Multi-Tenancy and Indexes / Aliases / Routing

I know that how one deals with multi-tenancy is really based on use-case, but I just cannot seem to figure out the best approach to take, even after reading some examples.

My use case is as such.

  • Organizations are tenants with many users
  • Organizations own "datasets"
  • Datasets consist of documents containing fields of data parsed from raw files (such as text files, videos, PDFs, and many more)
  • Projects consist of many datasets and many users have access to these projects
    • Datasets can belong to multiple Projects, not just to one
  • Users within an Organization can have access to multiple Projects
    • and thus, the datasets that belong to them, or even datasets that do not yet belong to a project.

My thought is that I would like to be able to search specific datasets.
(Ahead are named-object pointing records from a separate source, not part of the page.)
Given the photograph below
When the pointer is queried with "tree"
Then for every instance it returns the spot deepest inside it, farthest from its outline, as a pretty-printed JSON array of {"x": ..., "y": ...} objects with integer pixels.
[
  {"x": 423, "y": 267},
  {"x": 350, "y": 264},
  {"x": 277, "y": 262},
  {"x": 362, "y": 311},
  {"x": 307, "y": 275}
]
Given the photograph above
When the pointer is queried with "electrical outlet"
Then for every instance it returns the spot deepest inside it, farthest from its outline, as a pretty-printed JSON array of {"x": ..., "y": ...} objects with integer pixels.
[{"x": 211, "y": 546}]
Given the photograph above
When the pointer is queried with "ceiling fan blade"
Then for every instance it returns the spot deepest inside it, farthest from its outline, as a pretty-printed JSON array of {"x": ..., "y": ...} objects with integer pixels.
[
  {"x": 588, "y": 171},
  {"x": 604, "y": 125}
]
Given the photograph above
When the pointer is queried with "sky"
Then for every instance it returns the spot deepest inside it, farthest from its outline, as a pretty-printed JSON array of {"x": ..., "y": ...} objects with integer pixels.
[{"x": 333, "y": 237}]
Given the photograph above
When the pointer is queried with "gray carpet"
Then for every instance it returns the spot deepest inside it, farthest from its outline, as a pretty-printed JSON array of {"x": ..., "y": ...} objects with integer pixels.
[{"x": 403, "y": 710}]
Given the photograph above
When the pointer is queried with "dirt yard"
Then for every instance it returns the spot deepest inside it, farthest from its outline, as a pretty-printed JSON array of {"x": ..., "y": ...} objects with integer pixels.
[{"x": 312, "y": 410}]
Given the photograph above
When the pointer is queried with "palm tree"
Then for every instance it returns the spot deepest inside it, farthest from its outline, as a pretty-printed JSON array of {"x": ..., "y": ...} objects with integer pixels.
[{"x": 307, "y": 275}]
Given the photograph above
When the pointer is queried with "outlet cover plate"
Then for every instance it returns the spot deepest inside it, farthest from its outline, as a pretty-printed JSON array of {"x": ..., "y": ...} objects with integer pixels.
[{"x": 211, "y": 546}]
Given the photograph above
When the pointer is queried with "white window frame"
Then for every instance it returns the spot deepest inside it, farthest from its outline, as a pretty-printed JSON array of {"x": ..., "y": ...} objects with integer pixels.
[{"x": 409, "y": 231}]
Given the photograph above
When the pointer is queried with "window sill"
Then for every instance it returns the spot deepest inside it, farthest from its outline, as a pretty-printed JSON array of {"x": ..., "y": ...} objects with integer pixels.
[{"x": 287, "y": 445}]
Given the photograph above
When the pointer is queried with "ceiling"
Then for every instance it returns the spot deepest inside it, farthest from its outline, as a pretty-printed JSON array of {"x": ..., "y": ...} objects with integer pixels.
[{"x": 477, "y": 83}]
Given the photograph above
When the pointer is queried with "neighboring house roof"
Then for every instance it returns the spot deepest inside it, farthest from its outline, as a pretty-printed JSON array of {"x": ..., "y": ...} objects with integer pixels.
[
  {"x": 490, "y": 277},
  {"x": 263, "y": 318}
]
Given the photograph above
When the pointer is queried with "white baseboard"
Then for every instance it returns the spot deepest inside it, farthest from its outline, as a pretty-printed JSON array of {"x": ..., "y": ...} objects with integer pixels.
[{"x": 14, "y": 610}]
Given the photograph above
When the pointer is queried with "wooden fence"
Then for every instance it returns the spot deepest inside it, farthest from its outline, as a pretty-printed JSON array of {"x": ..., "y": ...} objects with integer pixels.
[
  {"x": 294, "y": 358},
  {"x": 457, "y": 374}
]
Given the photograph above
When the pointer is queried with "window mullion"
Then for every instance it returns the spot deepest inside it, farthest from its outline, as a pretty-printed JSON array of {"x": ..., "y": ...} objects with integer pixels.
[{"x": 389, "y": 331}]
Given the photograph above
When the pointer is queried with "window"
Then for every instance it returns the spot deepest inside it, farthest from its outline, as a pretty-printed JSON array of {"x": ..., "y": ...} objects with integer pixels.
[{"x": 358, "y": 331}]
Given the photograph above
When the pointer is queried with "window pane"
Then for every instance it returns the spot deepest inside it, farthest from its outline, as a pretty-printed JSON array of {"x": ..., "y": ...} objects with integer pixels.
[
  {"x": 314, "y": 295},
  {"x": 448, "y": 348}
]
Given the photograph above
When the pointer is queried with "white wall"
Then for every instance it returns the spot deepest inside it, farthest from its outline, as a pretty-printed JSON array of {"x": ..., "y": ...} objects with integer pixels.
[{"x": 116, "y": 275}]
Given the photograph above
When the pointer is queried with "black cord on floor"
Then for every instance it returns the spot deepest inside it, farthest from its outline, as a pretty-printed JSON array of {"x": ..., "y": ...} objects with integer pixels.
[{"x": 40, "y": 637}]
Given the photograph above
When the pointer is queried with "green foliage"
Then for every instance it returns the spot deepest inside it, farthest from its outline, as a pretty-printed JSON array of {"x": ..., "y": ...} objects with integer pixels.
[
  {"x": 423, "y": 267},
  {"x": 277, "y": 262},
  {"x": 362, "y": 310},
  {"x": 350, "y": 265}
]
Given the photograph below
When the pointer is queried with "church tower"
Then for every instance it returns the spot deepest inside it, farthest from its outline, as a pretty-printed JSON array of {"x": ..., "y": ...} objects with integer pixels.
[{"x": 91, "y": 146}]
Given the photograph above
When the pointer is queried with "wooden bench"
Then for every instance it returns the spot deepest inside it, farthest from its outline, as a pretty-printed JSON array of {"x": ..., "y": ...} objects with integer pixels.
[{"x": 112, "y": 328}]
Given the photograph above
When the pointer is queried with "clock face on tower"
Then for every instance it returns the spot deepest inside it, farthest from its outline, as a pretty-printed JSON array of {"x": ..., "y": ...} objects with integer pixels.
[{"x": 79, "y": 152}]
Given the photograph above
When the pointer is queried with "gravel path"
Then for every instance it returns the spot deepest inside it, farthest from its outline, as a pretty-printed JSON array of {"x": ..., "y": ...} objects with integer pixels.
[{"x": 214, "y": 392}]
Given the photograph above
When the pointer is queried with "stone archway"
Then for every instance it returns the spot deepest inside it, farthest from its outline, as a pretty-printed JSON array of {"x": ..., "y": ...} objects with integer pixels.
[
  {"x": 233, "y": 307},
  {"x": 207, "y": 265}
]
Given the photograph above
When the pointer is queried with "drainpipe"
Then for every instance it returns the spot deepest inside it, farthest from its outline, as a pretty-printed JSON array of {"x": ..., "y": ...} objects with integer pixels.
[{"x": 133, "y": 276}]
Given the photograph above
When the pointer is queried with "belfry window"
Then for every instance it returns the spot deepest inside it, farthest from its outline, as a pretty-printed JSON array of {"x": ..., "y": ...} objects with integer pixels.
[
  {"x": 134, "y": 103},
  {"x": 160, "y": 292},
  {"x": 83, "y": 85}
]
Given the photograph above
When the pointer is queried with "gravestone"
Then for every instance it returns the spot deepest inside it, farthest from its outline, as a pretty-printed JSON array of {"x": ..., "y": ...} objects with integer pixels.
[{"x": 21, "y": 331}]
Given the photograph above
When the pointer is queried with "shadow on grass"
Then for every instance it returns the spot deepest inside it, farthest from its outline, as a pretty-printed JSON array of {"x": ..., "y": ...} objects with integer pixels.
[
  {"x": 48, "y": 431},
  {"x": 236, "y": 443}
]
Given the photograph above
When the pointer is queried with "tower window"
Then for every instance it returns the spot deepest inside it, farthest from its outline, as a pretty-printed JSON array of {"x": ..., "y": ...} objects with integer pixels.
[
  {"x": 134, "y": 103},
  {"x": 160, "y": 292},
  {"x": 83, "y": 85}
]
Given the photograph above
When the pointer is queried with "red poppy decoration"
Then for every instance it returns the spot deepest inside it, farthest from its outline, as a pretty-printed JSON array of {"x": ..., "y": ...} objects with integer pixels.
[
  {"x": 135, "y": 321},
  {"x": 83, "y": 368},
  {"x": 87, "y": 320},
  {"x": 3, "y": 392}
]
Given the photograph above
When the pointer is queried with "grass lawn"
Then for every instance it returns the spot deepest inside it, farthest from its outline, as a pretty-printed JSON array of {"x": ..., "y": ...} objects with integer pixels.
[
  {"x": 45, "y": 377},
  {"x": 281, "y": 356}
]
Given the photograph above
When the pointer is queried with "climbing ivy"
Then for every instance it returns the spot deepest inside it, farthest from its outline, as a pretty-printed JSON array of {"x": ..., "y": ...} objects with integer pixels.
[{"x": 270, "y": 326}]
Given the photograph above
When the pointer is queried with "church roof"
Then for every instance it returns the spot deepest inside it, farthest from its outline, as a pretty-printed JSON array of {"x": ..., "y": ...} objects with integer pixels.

  • If user searches a project, search will take place across all datasets that belong to that project
  • If user searches a dataset search will only take place across that single dataset

My first instinct, of course, is to create one index per dataset, but after reading around I know that might not be a very smart decision. Some datasets may be very large and complex, while others may be small. On top of that, there will be a lot of datasets.

My next instinct is to use routing, but I still have the same problem: what should I use as the index? Organization may be too large (and there may be tens of thousands of them), and datasets may be too numerous (there may be tens of thousands per organization).